9 Star Hotel

PBS Premiere: July 22, 2008Check the broadcast schedule »

Filmmaker Interview

POV:
What drew you to make 9 Star Hotel? How did you find the story? And how did you find the characters?

Ido Haar:
I grew up in a village near the city of Modi'in, and my parents still live there. When I went to visit them, I saw groups of men running across the highway and disappearing into the forest and the hills. I started to wonder where these men were coming from and where they were going. I walked around those forests, the same ones I've known since I was a child, and discovered a kind of terminal full of thousands of Palestinian men and women who came from the West Bank to work in Israel.

I talked to some of the people in the forest, and someone told me about a place in the hills where people were, as he described it, living in these kind of graves. He took me there, and that's how everything started.

In the beginning, when I started trying to shoot the film, there was a lot of suspicion; the workers were sure that I was involved with the Israeli Army or the Israeli police. But after awhile, they understood that I'm interested in their story. Still, it took me months to find the two main characters in the film: Ahmed and Muhammad. There was something in their faces that caught me before I understood their stories. I felt as though the camera chose those two as my characters.

POV:
Have Ahmed and Muhammad seen the film? What was their reaction?

Haar:
Ahmed and Muhammad saw it for the first time at the Jerusalem Film Festival. We snuck them into Israel, and it was their first time seeing themselves on the big screen. In an audience of all Israelis, they were both very nervous, but they were also very excited. After the film ended, many people came up to talk to them. I think seeing the film with an audience was a big experience for them. They had told me many times that they didn't understand why anyone would want to see a film about them, because they were just ordinary people. In the end I think they were very moved and very proud.

POV:
What surprised you during the making of the film?

Haar:
One of the biggest surprises for me was finding this group of very vital and very — in a way — happy people living in the situation that they were living in. Of course, their lives were very hard, but the workers weren't bitter most of the time. You might expect them to be furious about Israel or about the situation, but that wasn't the case. I thought I would meet very depressed people, but instead I saw people with joy, and I really enjoyed sitting, talking and singing with them.

POV:
How have audiences — Israeli, Palestinian and international — reacted to the film?

Haar:
At the Jerusalem Film Festival, Israeli audiences were shocked. They felt embarrassed and ashamed because in many ways this is a film about the people who build our houses, and, often, we choose not to see those people. This film forces us to look those people in the eyes, and that was very hard for audiences.

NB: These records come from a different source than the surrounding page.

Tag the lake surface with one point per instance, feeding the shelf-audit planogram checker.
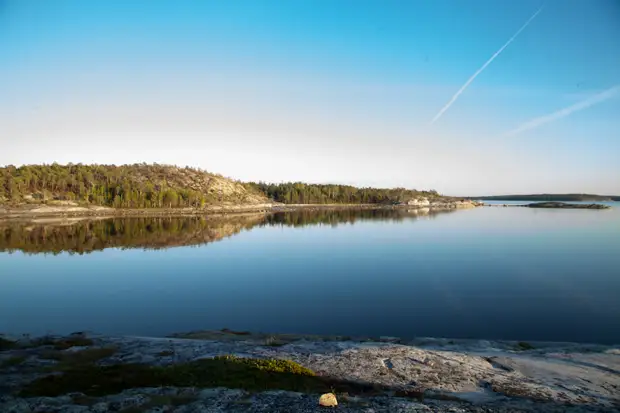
(493, 273)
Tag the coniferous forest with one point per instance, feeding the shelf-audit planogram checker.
(165, 186)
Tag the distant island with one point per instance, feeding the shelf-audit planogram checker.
(549, 197)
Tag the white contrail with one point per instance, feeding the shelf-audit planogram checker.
(584, 104)
(484, 66)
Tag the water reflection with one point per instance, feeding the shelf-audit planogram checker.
(80, 236)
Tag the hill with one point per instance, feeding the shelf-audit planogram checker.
(125, 186)
(166, 186)
(302, 193)
(549, 197)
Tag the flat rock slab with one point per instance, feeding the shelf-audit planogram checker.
(424, 375)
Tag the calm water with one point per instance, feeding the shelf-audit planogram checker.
(505, 273)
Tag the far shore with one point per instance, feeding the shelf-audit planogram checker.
(62, 211)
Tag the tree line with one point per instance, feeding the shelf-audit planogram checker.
(126, 186)
(302, 193)
(163, 186)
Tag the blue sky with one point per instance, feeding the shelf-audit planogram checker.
(320, 91)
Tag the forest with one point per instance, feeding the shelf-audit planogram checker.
(126, 186)
(165, 186)
(301, 193)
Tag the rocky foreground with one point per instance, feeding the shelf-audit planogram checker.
(240, 372)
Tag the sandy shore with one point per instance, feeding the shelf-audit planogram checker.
(59, 211)
(380, 374)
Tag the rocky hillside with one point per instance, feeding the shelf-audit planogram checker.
(125, 186)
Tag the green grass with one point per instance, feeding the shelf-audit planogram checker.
(226, 371)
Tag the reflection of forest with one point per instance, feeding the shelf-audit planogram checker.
(346, 216)
(162, 232)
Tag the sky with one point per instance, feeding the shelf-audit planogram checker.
(467, 97)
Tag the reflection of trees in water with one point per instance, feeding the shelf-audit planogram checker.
(162, 232)
(346, 216)
(149, 233)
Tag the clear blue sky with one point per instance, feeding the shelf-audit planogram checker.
(320, 90)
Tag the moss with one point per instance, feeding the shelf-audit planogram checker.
(13, 361)
(227, 371)
(7, 344)
(77, 341)
(524, 345)
(68, 360)
(236, 333)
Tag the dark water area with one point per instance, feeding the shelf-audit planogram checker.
(492, 273)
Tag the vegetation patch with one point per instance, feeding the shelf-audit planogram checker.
(7, 344)
(236, 333)
(13, 361)
(524, 345)
(67, 360)
(226, 371)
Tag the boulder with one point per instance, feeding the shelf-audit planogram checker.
(328, 400)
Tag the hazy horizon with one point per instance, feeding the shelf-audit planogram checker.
(467, 98)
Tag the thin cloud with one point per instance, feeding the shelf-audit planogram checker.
(484, 66)
(562, 113)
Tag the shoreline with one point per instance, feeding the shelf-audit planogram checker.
(384, 374)
(59, 211)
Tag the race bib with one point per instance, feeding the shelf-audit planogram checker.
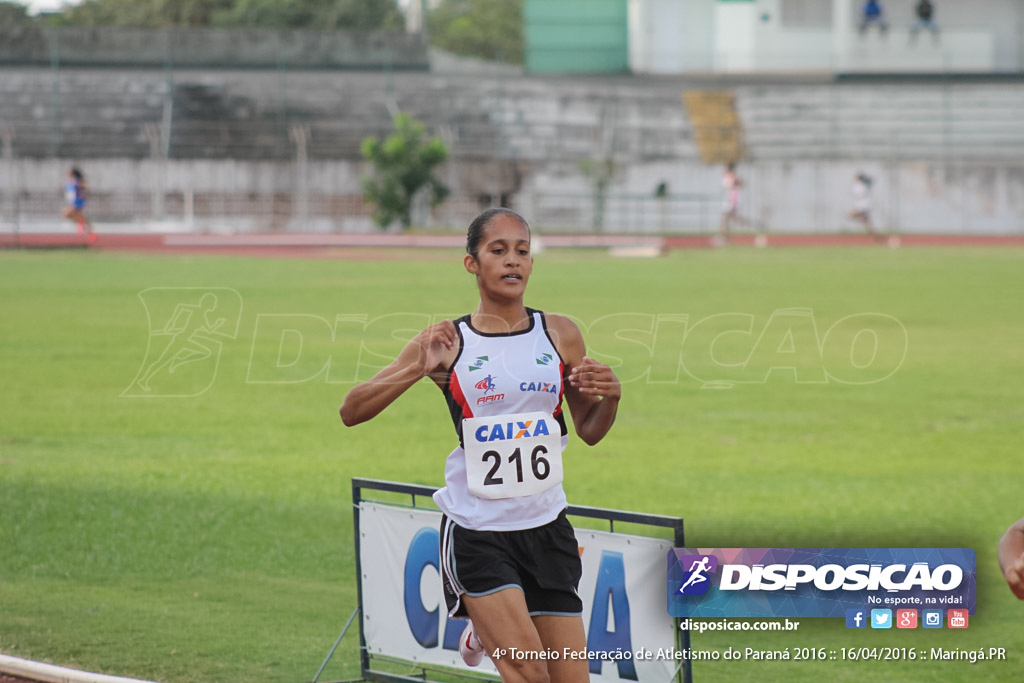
(509, 456)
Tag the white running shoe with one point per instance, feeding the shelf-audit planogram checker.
(470, 646)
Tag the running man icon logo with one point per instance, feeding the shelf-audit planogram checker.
(486, 384)
(187, 329)
(696, 580)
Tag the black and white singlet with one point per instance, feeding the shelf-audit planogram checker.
(502, 375)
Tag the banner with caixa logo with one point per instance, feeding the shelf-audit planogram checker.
(817, 582)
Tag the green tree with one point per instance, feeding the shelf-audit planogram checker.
(403, 166)
(142, 13)
(320, 14)
(316, 14)
(485, 29)
(13, 15)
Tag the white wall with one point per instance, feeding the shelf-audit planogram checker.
(671, 37)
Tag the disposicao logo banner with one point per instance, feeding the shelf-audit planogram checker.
(817, 582)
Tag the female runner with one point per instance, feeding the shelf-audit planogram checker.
(510, 558)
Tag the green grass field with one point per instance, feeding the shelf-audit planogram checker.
(208, 538)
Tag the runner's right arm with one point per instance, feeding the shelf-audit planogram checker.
(426, 353)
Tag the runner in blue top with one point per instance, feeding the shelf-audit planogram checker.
(509, 557)
(76, 193)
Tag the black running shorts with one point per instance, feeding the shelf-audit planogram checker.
(543, 562)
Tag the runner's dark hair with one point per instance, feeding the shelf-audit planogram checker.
(475, 232)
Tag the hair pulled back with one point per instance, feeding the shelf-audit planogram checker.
(475, 232)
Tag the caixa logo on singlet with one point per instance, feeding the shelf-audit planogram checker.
(499, 430)
(489, 389)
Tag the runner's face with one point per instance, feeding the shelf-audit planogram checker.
(503, 264)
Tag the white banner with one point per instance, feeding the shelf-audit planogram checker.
(623, 589)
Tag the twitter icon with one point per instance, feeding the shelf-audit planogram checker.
(882, 619)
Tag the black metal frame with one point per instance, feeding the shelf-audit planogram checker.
(684, 674)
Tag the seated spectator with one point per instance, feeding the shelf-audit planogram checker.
(925, 13)
(871, 14)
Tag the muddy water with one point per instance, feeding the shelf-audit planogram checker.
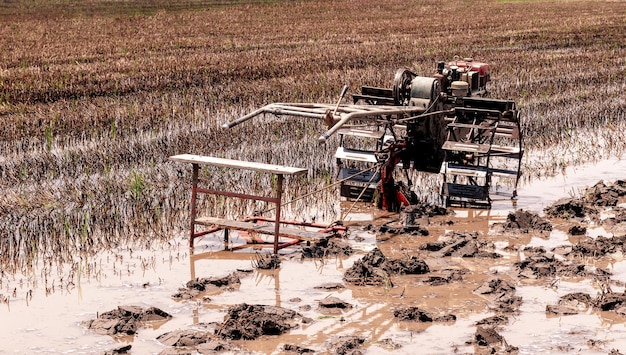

As for Palestinian audiences, there were teenagers who identified with the main characters, and there were women in the audience whose husbands and sons work in Israel. It was the first time the women could see how those husbands and sons lived and worked, and that was very hard for the women.

And in the United States, audiences often ask me about the situation at the U.S./Mexican border. Although I don't know much about that situation in particular, I think there are issues in 9 Star Hotel which are relevant to different places around the world. There are illegal workers everywhere.